Plans Must Cover All Essential Services for PrEP by September 19, 2021

Agency guidance clarifies that in addition to covering PrEP medication, group health plans must cover all essential support services, including testing, screening and counseling, adherence counseling and associated office visits.

August 20, 2021

In mid-July of 2021, the U.S. Departments of Labor, Health and Human Services (HHS), and the Treasury (agencies) issued guidance clarifying what group health plans must cover, without cost-sharing, to satisfy an “A” recommendation made in 2019 by the U.S. Preventive Services Task Force (USPSTF) for Pre-Exposure Prophylaxis (PrEP), medication and essential support services for persons at high risk for human immunodeficiency virus (HIV) acquisition. The services must be covered by September 19, 2021

The guidance clarifies that in addition to covering PrEP medication, group health plans must cover all essential support services, including testing for HIV, Hepatitis B and C, kidney function [creatinine testing and calculated estimated creatine clearance (eCrCl) or glomerular filtration rate (eGFR)], pregnancy, and sexually transmitted infection (STI), as well as screening and counseling, adherence counseling and associated office visits. Furthermore, group health plans may not use reasonable medical management techniques to restrict how often eligible participants receive these tests if it is specified in the recommendation. For example, HIV screening requires participants to be tested prior to treatment and once every 3 months, while other testing guidelines are less clear. Finally, the guidance clarifies that group health plans may not restrict the number of times plan participants may start PrEP if it is determined to be medically appropriate by their provider.
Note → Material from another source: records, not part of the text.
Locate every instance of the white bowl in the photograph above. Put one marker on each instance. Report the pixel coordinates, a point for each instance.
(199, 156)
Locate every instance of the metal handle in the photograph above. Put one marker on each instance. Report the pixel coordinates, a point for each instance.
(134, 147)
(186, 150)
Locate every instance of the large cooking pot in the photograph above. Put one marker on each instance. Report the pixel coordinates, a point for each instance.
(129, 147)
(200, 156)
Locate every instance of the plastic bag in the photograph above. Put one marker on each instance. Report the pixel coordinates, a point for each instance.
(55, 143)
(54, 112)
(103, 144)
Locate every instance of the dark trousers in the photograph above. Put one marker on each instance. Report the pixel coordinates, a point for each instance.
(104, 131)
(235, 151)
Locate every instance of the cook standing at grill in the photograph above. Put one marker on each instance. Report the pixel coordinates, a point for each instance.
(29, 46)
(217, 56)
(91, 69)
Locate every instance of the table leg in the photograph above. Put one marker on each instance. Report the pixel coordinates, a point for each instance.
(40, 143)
Group health plans may, however, use reasonable medical management techniques to impose cost-sharing on the branded version of PrEP while not doing so for the generic, since the USPSTF recommendation did not specify coverage of the brand. However, plans must make reasonable accommodations for individuals whose providers have determined that a brand or generic version of the medication would be medically inappropriate.